In three-tier networked topologies, the middle layer acts as a concentrator for many clients to share a finite resource at the back-end service. It can be used to protect the back-end systems by providing a level of indirection and hence a point of control.
In a highly available three-tier system, the middle tier can add further value by providing a single point of entry to client applications, thus hiding the complexity of the middle-tier and back-end implementation, both of which may be made up of multiple cloned nodes.
When the middle tier itself is made up of multiple cloned nodes, ultimately—one of those nodes will be elected to process a specific request. In certain circumstances, the middle-tier node, having received a specific request, might find that it is unable then to satisfy the request (e.g. within a target response time). This might occur if the selection of the specific middle-tier node coincides with a problem in the back-end node associated with this specific middle-tier node.
Having exhausted any chance to successfully process the request, the middle-tier node would typically respond to the client application associated with the request with an error. The client would then close and re-open its connection to the middle tier, in the expectation that an alternative middle-tier node would be selected.
An example of such a highly available three-tier system is a transaction system in which client applications access transaction servers via a transaction gateway.
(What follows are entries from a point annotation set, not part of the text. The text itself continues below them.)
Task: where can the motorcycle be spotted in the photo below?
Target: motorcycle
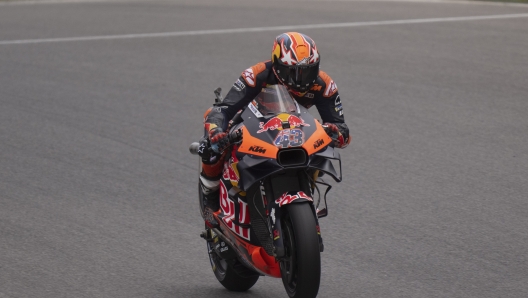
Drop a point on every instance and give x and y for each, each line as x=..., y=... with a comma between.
x=270, y=193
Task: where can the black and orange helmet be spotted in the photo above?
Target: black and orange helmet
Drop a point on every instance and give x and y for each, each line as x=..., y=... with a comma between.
x=295, y=60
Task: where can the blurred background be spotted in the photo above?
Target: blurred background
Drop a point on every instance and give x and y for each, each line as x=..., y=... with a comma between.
x=99, y=101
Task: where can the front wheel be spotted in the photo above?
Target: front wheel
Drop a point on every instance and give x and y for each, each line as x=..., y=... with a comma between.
x=227, y=275
x=301, y=267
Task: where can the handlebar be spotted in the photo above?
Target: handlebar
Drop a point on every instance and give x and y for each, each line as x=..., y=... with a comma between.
x=233, y=136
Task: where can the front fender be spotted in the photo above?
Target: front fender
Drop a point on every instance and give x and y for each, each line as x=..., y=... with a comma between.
x=274, y=211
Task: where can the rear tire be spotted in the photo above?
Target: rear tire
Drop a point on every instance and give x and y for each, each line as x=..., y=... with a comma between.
x=301, y=268
x=227, y=276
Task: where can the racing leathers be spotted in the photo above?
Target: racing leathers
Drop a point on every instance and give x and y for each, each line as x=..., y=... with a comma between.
x=323, y=94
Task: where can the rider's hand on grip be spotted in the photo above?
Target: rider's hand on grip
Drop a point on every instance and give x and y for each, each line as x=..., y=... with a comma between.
x=331, y=130
x=219, y=140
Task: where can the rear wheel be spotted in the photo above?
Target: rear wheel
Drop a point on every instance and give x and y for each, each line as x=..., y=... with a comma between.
x=227, y=275
x=301, y=268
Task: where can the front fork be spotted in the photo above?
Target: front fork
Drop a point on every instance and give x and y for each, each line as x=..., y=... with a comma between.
x=276, y=211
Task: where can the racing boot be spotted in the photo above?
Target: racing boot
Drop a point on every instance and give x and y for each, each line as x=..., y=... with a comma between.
x=211, y=199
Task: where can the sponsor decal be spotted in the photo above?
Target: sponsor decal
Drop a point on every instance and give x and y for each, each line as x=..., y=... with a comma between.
x=249, y=77
x=338, y=101
x=239, y=85
x=330, y=89
x=304, y=61
x=230, y=172
x=276, y=122
x=316, y=87
x=201, y=148
x=289, y=138
x=318, y=143
x=276, y=234
x=257, y=149
x=253, y=109
x=287, y=198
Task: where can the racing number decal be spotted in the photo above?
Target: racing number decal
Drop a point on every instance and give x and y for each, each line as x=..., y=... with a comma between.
x=228, y=207
x=289, y=138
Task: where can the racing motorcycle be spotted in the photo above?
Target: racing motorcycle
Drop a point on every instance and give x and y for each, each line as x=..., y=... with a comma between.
x=270, y=196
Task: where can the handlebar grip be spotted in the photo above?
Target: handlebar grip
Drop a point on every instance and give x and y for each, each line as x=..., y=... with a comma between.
x=194, y=148
x=235, y=136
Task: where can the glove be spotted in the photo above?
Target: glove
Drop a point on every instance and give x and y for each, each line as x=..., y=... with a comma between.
x=331, y=130
x=219, y=140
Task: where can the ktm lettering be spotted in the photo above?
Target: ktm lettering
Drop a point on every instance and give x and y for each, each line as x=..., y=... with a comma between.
x=318, y=143
x=257, y=149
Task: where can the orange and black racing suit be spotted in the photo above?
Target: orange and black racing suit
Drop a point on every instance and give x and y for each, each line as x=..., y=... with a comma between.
x=323, y=94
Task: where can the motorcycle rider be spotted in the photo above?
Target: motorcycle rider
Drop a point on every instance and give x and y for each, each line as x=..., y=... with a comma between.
x=295, y=64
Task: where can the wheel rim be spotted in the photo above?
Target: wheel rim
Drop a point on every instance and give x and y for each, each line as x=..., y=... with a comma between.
x=218, y=264
x=288, y=264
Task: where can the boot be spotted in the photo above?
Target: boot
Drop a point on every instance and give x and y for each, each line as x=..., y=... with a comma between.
x=211, y=199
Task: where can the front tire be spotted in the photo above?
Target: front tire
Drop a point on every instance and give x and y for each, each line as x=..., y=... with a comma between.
x=227, y=276
x=301, y=268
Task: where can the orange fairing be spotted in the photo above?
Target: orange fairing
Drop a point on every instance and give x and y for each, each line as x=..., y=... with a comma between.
x=255, y=146
x=317, y=141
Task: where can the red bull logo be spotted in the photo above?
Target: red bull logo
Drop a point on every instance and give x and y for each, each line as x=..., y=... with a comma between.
x=276, y=123
x=296, y=121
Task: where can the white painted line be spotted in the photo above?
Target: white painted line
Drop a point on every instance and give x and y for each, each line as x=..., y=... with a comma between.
x=264, y=29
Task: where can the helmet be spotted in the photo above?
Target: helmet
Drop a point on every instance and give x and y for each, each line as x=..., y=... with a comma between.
x=295, y=61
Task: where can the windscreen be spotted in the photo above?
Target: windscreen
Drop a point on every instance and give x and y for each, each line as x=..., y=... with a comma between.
x=275, y=99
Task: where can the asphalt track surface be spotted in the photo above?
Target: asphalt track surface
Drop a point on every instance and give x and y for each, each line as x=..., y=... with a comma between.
x=97, y=188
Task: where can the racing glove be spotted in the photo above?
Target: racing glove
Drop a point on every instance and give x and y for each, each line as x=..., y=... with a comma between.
x=337, y=137
x=219, y=140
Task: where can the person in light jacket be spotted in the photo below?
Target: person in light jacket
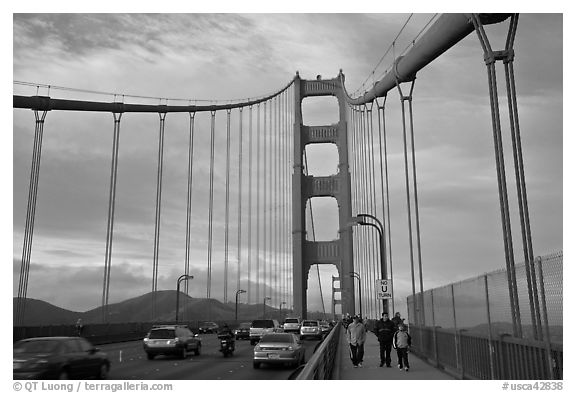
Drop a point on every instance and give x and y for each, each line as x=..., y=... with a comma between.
x=356, y=335
x=402, y=342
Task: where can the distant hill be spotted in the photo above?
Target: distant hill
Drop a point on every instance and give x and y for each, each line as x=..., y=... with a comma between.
x=39, y=312
x=139, y=309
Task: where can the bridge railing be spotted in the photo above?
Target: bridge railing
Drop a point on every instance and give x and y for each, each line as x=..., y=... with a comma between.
x=321, y=364
x=472, y=356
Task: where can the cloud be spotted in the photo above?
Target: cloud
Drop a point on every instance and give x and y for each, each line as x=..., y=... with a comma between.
x=200, y=56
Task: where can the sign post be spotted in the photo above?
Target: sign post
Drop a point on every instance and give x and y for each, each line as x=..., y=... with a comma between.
x=384, y=289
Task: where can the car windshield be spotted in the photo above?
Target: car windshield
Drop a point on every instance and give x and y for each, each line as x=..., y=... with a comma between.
x=263, y=323
x=277, y=338
x=162, y=333
x=37, y=346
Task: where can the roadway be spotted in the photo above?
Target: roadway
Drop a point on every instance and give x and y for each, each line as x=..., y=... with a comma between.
x=129, y=362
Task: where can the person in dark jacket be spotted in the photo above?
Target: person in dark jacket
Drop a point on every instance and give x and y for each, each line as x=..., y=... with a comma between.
x=385, y=330
x=397, y=320
x=402, y=342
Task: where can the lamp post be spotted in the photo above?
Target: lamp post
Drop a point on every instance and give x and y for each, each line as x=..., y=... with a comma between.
x=238, y=292
x=180, y=279
x=264, y=307
x=356, y=275
x=359, y=219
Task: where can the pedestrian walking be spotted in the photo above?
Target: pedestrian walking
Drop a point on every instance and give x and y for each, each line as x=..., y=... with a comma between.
x=79, y=327
x=402, y=342
x=356, y=335
x=397, y=320
x=385, y=330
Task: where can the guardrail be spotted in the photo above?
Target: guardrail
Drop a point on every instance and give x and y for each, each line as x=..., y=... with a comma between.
x=472, y=356
x=321, y=364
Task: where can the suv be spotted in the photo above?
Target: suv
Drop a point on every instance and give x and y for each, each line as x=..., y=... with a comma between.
x=292, y=325
x=261, y=327
x=171, y=340
x=208, y=327
x=310, y=328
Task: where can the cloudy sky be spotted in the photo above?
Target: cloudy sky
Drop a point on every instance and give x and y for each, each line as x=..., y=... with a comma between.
x=229, y=56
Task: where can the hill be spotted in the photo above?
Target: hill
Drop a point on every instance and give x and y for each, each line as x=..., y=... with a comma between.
x=39, y=312
x=139, y=309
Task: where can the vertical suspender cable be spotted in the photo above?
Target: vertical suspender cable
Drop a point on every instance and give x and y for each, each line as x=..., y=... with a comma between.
x=240, y=152
x=265, y=207
x=384, y=185
x=210, y=210
x=258, y=177
x=189, y=198
x=365, y=235
x=30, y=215
x=416, y=209
x=501, y=175
x=354, y=178
x=110, y=224
x=250, y=131
x=270, y=195
x=408, y=204
x=162, y=116
x=227, y=206
x=274, y=228
x=376, y=240
x=521, y=181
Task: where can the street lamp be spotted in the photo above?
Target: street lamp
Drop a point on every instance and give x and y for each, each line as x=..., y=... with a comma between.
x=356, y=275
x=238, y=292
x=359, y=219
x=180, y=279
x=264, y=306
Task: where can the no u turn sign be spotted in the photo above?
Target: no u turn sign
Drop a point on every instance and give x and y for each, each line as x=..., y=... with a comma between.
x=384, y=289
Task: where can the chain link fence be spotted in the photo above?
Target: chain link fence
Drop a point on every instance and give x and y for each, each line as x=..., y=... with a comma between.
x=469, y=325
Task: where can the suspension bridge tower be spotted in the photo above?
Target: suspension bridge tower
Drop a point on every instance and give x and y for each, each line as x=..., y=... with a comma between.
x=307, y=253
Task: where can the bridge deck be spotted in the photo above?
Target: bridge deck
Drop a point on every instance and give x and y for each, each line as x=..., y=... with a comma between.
x=419, y=369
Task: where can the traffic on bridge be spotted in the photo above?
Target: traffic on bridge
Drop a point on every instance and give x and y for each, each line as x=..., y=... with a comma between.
x=384, y=202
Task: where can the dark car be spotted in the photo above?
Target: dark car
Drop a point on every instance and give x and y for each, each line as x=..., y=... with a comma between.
x=58, y=358
x=171, y=340
x=242, y=332
x=208, y=327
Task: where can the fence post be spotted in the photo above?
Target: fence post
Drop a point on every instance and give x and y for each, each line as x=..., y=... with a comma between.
x=545, y=317
x=490, y=343
x=434, y=338
x=456, y=339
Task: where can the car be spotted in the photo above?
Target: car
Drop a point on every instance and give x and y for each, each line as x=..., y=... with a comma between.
x=58, y=358
x=259, y=327
x=292, y=325
x=242, y=332
x=310, y=328
x=279, y=348
x=325, y=327
x=208, y=327
x=171, y=340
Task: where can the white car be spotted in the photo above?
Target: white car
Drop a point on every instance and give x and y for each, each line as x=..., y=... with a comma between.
x=292, y=325
x=261, y=327
x=310, y=328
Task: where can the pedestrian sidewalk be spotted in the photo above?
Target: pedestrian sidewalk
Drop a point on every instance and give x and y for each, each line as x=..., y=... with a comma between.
x=419, y=370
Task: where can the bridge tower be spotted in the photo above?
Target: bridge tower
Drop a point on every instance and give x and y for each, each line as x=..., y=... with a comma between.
x=305, y=252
An example of such a transaction system is the IBM CICS® Transaction Server System (CICS is a trade mark of International Business Machines Corporation).
An external call interface (ECI) request is typically received and processed by a single gateway daemon. The path length and network resources used to successfully connect to and deliver an ECI request to a gateway daemon form a large “investment” in terms of response time, and CPU (Computer Processing Unit) load. Unfortunately, the successful delivery of an ECI request to a gateway daemon does not guarantee a successful onward delivery of the request to its intended destination (for example, a transaction server). This might be due to a temporary lack of capacity between the gateway daemon and transaction server, for example, all communication resources are busy.
Such failures can result in the entire connection from application to gateway daemon being torn down and subsequently being re-established, with the expectation that the new connection will deliver the request to an alternative gateway daemon, which does have the capacity to service the request. This failover pattern is an expensive process.
Therefore, there is a need in the art to address the aforementioned problems.